D’ici à dix ans les solutions seront très lourdes. Le choix à faire serait alors entre une augmentation beaucoup plus lourde de la TVA, une diminution de plus de 20% des rentes, une augmentation massive des cotisations ou une AVS versée des années plus tard (par exemple à 67 ans), on peut bien sûr combiner diverses mesures.

Coalition d’opposants

Les opposants les plus nombreux, fidèles à l’idéologie instaurée par Pascal Couchepin, viennent de l’UDC et du PLR suisse, ou ce sont des patrons idéologues suisses alémaniques d’economiesuisse et de l’USAM, contrairement aux patrons romands favorables, eux, à la réforme. Ces opposants seraient prêts à concéder une légère augmentation de la TVA accompagnée du passage de l’âge de l’AVS à 67 ans par paliers au fur et à mesure de la dégradation.
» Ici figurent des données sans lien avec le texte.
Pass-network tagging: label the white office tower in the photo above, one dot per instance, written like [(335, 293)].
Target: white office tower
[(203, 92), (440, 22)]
Si l’on analyse la réalité, le projet est favorable à la très grande majorité des femmes

Une autre opposition, provenant essentiellement de milieux syndicaux et de gauche romands, qui ne pèsera rien dans la suite du débat parlementaire en cas de rejet, mais qui peut amener les voix conduisant le projet à l’échec, fait du passage de l’âge de l’AVS de 64 à 65 ans pour les femmes, un casus belli conduisant au rejet.

Or si l’on analyse la réalité, le projet est favorable à la très grande majorité des femmes. Près de 500 000 femmes n’ont que l’AVS et aucun deuxième pilier. Toutes celles qui ont travaillé à temps partiel ou de manière occasionnelle ainsi que les femmes ayant de petits salaires sont gagnantes grâce à l’augmentation de 70 francs de l’AVS par mois votée par le parlement, vote qui a constitué le casus belli pour la droite dure. En admettant qu’une femme veut toujours partir à 64 ans, la réduction pour départ anticipé sera inférieure à 70 francs dans tous les cas où l’AVS est inférieure à 1700 francs. Pour celles, peu nombreuses, qui ont la rente AVS maximale de 2350 francs, la perte nette atteindrait 27 francs par mois en cas de départ à 64 ans. Cela ne doit pas conduire à condamner un projet indispensable et équilibré.

Mesures minimums jusqu’en 2030

Le projet est soutenu au niveau national par tous les partis sauf l’UDC, le PLR et l’extrême gauche. L’économie romande, plus factuelle et moins idéologique que l’économie d’outre-Sarine, la soutient aussi. L’Union suisse des paysans la soutient également, car les paysans comme les femmes, dépendent beaucoup plus de l’AVS que du deuxième pilier. A l’inverse, divers assureurs et banquiers, qui misent sur un affaiblissement de l’AVS pour faire augmenter les fonds qui leur sont confiés dans le troisième pilier, la combattent.

Ces mesures suffiront au minimum jusque dans les années 2030

Les 70 francs et l’amélioration des rentes de couples seront financés par une augmentation de 0,15% des cotisations de l’employé et de l’employeur (9 francs par mois pour un salaire de 6000 francs), l’assainissement de l’AVS conduira à une augmentation de 0,3% de la TVA en 2021 et au passage sur la même période de l’âge de l’AVS des femmes de 64 à 65 ans. Ces mesures suffiront au minimum jusque dans les années 2030.

Après plus de vingt ans sans changements, il est nécessaire d’adapter le système pour garantir l’avenir de l’AVS et des retraites et de voter deux fois OUI le 24 septembre.